Pure-python RNN and anano RNN calculating different gradients - code and results

I banged my head about this for a while and cannot understand what I did wrong (if at all) when implementing these RNNs. To save you from the advanced phase, I can tell you that the two implementations are calculating the same outputs, so the direct phase is correct. The problem is the reverse phase.

Here is my python reverse code.

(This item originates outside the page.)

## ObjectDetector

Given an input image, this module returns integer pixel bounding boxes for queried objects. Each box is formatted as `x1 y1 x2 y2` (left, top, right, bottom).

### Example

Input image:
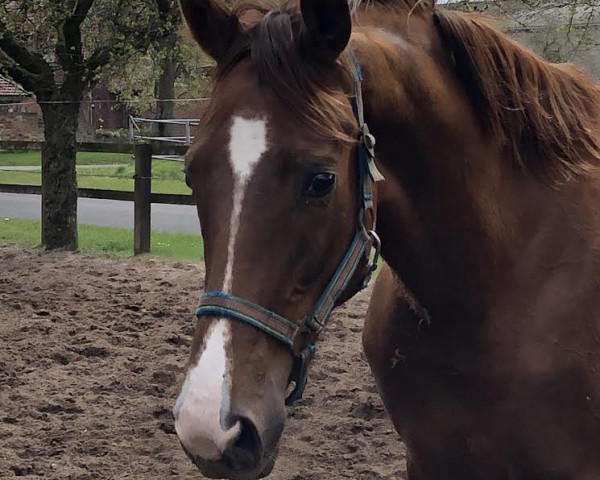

It follows the type of Carpathian nevectalk rather closely, but not quite:

def backward(self, cache, target,c=leastsquares_cost, dc=leastsquares_dcost): ''' cache is from forward pass c is a cost function dc is a function used as dc(output, target) which gives the gradient dc/doutput ''' XdotW = cache['XdotW'] #num_time_steps x hidden_size Hin = cache['Hin'] # num_time_steps x hidden_size T = Hin.shape[0] Hout = cache['Hout'] Xin = cache['Xin'] Xout = cache['Xout'] Oin = cache['Oin'] # num_time_steps x output_size Oout=cache['Oout'] dcdOin = dc(Oout, target) # this will be num_time_steps x num_outputs. these are dc/dO_j dcdWho = np.dot(Hout.transpose(), dcdOin) # this is the sum of outer products for all time # bias term is added at the end with coefficient 1 hence the dot product is just the sum dcdbho = np.sum(dcdOin, axis=0, keepdims=True) #this sums all the time steps dcdHout = np.dot(dcdOin, self.Who.transpose()) #reflects dcdHout_ij should be the dot product of dcdoin and the i'th row of Who; this is only for the outputs # now go back in time dcdHin = np.zeros(dcdHout.shape) # for t=T we can ignore the other term (error from the next timestep). self.df is derivative of activation function (here, tanh): dcdHin[T-1] = self.df(Hin[T-1]) * dcdHout[T-1] # because we don't need to worry about the next timestep, dcdHout is already corrent for t=T for t in reversed(xrange(T-1)): # we need to add to dcdHout[t] the error from the next timestep dcdHout[t] += np.dot(dcdHin[t], self.Whh.transpose()) # now we have the correct form for dcdHout[t] dcdHin[t] = self.df(Hin[t]) * dcdHout[t] # now we've gone through all t, and we can continue dcdWhh = np.zeros(self.Whh.shape) for t in range(T-1): #skip T bc dHdin[T+1] doesn't exist dcdWhh += np.outer(Hout[t], dcdHin[t+1]) # and we can do bias as well dcdbhh = np.sum(dcdHin,axis=0, keepdims=True) # now we need to go back to the embeddings dcdWxh = np.dot(Xout.transpose(), dcdHin) return {'dcdOout': dcdOout, 'dcdWxh': dcdWxh, 'dcdWhh': dcdWhh, 'dcdWho': dcdWho, 'dcdbhh': dcdbhh, 'dcdbho': dcdbho, 'cost':c(Oout, target)} 

And here is the anano code (basically copied from another implementation that I found on the Internet. I initialize the scales for my randomized scales with pure python rnn so that everything is the same.):

 # input (where first dimension is time) u = TT.matrix() # target (where first dimension is time) t = TT.matrix() # initial hidden state of the RNN h0 = TT.vector() # learning rate lr = TT.scalar() # recurrent weights as a shared variable W = theano.shared(rnn.Whh) # input to hidden layer weights W_in = theano.shared(rnn.Wxh) # hidden to output layer weights W_out = theano.shared(rnn.Who) # bias 1 b_h = theano.shared(rnn.bhh[0]) # bias 2 b_o = theano.shared(rnn.bho[0]) # recurrent function (using tanh activation function) and linear output # activation function def step(u_t, h_tm1, W, W_in, W_out): h_t = TT.tanh(TT.dot(u_t, W_in) + TT.dot(h_tm1, W) + b_h) y_t = TT.dot(h_t, W_out) + b_o return h_t, y_t # the hidden state `h` for the entire sequence, and the output for the # entrie sequence `y` (first dimension is always time) [h, y], _ = theano.scan(step, sequences=u, outputs_info=[h0, None], non_sequences=[W, W_in, W_out]) # error between output and target error = (.5*(y - t) ** 2).sum() # gradients on the weights using BPTT gW, gW_in, gW_out, gb_h, gb_o = TT.grad(error, [W, W_in, W_out, b_h, b_o]) # training function, that computes the error and updates the weights using # SGD. 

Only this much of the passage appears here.